Again, remember you've read the SRD, which is very basic and covers topics just enough to get by.
I believe that you didn't intend to direct the player, but it wouldn't have necessarily looked any different if you had. This again is a difference that only exist in GM's head, only they know what they intended to do.
Oh, I assure you, it would have looked different. I would have played up the portrait more, making it more interesting than I did, and I wouldn't have included the guard as the primary point of conflict and interest in the scene. Had that player not had the motivation they did, it wouldn't even have been remarked on -- I add lots of color to my descriptions, and it's usually just that. Just because this particular piece of color caught a player's wants doesn't make it anything like what you're trying to claim it could maybe have been. This is a deep dive into Maybe Lake.
The fact that the player could have poked some other object and that would have become important and caused some other, perhaps cosmetically differnt complication is what makes it feel to me that the player agency here is rather illusory. Except not really, because the players know it is an illusion... As a player this would bother me. It would bother me that I am obviously generating the imaginary reality which makes it obviously fake.
I am sure that a lot of people won't get this complaint, not all people think these things in the same way.
Sure, that's fine.
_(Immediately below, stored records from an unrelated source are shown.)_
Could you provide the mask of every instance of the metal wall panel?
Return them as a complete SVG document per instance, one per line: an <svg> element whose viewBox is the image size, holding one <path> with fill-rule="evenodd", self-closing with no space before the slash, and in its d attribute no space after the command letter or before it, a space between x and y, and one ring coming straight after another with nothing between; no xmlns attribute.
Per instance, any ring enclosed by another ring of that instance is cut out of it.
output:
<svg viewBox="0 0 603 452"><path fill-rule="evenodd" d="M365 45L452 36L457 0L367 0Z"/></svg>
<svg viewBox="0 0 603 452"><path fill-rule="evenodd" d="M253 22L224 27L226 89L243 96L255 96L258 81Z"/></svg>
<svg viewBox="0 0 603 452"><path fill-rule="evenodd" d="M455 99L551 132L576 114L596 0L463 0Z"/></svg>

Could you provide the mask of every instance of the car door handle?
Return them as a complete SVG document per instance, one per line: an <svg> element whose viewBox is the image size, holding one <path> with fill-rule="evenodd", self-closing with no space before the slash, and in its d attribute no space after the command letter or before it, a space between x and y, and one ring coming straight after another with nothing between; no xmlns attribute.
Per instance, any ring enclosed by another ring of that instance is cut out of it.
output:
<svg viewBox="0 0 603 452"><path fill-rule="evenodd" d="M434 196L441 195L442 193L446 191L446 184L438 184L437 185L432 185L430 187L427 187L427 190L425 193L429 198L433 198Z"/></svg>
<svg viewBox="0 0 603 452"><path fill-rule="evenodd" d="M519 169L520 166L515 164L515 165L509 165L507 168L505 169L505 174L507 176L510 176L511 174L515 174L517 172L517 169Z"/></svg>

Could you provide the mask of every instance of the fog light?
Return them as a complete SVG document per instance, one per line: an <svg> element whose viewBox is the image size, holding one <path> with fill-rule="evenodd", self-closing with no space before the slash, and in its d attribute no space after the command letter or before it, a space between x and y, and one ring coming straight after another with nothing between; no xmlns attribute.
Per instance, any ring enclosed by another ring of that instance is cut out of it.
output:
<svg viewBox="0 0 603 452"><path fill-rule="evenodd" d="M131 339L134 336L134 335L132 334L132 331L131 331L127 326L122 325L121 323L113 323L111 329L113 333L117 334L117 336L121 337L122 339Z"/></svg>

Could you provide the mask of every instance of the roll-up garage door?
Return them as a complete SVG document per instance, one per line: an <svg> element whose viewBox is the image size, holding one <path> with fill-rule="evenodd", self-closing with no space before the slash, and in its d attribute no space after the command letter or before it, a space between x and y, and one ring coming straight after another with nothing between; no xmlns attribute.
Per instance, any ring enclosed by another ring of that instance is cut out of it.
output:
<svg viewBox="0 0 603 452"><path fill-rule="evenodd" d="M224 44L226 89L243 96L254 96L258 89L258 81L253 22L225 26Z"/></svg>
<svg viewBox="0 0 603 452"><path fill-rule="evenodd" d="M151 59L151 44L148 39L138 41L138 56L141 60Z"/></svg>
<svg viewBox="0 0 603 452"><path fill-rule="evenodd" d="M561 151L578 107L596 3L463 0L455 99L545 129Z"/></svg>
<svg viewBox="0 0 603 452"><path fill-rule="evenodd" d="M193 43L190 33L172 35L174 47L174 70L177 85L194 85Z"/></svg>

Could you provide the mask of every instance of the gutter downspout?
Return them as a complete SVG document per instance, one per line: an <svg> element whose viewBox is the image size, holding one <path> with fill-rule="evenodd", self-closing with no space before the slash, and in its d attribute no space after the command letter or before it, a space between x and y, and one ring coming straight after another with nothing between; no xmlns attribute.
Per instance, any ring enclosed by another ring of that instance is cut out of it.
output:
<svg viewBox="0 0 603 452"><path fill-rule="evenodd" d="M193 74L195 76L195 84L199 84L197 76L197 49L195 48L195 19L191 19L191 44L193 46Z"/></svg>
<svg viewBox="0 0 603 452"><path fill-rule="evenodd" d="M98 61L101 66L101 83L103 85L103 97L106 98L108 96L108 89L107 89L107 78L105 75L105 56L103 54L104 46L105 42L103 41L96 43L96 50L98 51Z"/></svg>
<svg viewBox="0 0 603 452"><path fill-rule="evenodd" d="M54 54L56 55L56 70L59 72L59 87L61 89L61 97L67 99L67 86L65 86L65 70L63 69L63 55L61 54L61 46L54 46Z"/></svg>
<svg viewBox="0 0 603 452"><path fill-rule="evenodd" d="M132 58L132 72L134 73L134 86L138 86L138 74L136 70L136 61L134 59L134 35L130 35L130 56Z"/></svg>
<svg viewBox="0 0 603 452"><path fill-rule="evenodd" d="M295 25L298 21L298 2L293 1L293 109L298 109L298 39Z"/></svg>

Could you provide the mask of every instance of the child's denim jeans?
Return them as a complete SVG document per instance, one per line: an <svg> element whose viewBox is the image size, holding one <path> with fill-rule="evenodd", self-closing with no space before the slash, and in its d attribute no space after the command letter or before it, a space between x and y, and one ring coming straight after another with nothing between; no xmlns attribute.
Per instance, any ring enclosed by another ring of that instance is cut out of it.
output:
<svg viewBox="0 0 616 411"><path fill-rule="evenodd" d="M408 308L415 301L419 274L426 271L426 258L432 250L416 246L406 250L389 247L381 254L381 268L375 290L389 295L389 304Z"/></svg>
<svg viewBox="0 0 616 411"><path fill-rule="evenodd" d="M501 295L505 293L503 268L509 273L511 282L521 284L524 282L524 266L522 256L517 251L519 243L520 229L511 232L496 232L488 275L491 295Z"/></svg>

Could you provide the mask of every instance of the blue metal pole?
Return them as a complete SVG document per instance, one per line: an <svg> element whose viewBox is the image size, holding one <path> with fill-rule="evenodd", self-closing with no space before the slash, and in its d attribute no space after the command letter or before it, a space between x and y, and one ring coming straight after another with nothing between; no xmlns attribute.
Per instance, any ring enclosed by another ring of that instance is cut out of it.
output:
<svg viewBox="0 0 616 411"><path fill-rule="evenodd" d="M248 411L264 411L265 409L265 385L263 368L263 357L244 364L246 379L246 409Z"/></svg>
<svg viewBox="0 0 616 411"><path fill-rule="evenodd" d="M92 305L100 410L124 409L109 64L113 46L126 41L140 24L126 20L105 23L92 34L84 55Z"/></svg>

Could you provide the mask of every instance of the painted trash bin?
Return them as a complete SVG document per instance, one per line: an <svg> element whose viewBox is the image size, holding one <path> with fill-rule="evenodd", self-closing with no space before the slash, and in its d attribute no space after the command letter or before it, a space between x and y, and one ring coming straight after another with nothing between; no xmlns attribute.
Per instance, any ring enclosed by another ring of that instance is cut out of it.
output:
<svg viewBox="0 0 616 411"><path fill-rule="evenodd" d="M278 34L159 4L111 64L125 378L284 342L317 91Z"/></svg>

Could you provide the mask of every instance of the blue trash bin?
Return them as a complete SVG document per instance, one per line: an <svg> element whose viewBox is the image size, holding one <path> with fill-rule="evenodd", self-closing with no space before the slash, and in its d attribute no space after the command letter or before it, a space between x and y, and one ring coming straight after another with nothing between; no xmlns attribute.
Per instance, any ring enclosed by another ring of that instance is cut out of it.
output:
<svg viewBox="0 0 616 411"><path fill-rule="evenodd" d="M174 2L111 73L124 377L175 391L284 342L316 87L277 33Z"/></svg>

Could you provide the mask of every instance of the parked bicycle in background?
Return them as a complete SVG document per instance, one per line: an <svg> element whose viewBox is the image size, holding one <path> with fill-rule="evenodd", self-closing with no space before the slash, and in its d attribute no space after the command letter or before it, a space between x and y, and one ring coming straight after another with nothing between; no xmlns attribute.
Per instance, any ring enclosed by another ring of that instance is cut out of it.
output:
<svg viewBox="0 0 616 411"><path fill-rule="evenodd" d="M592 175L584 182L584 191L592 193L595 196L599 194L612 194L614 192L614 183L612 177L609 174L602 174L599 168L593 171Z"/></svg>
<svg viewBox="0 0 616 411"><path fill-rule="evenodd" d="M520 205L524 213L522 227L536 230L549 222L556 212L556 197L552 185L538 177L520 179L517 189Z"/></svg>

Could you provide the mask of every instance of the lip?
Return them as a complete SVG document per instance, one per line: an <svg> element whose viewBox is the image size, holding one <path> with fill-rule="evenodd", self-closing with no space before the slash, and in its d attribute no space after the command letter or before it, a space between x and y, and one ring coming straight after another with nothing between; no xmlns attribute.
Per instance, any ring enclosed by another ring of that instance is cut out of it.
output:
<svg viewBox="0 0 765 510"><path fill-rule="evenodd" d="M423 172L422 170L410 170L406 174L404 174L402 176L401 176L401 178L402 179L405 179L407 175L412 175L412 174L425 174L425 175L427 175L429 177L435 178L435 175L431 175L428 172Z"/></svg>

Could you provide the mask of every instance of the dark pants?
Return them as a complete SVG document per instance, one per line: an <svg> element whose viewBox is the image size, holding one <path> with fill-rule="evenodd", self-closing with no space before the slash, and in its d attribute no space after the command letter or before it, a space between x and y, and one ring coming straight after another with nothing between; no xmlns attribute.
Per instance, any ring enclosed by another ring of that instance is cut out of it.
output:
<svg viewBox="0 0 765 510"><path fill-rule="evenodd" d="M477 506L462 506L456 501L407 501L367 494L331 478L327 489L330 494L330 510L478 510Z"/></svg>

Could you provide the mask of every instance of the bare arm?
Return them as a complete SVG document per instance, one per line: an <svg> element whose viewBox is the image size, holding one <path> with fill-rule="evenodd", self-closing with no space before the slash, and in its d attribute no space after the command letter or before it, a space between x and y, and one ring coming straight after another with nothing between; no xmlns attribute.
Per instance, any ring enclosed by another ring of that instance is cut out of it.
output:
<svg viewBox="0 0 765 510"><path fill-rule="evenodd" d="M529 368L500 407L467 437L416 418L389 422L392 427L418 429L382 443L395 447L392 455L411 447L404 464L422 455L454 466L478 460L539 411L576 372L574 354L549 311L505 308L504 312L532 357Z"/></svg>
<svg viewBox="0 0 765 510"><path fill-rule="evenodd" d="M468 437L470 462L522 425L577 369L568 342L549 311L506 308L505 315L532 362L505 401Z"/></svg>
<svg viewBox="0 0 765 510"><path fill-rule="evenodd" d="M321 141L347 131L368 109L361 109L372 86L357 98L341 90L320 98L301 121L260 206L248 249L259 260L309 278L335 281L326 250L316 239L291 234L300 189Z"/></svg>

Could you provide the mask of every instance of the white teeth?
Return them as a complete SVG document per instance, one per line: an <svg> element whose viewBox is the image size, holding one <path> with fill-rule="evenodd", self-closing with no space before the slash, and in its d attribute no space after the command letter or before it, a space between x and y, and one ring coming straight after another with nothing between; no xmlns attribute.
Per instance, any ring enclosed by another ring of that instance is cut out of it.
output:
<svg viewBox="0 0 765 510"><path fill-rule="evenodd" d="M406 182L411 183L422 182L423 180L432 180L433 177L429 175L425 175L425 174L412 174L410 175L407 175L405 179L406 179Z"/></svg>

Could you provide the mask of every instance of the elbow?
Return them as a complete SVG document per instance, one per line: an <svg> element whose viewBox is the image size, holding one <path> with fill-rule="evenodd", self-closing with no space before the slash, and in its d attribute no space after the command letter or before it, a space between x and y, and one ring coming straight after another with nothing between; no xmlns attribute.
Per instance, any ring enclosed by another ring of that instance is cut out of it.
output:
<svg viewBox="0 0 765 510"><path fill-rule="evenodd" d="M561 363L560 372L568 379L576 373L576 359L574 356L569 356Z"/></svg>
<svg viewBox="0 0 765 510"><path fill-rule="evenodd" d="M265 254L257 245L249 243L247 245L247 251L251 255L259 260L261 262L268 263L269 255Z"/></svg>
I don't think it works out this way -- you find something interesting and it's interesting, you're not checking with the GM to see if it's interesting or not. But, still, I totally get that you might prefer having someone else make that call so you can feel like you're exploring some reality. It's all still make-believe, though, so this is definitely a thing of how you're choosing to suspend your disbelief over what's the same thing at the end of the day, just with different people responsible for it.
This does go the agency point, though -- if only the GM has the say, then it should be obvious the players have less say. That's really the end of the point. You clearly think you wouldn't like having more of a say, so that's that -- you've got your value statement and it's a good one. The argument hasn't been about which is better in any way, but how it works.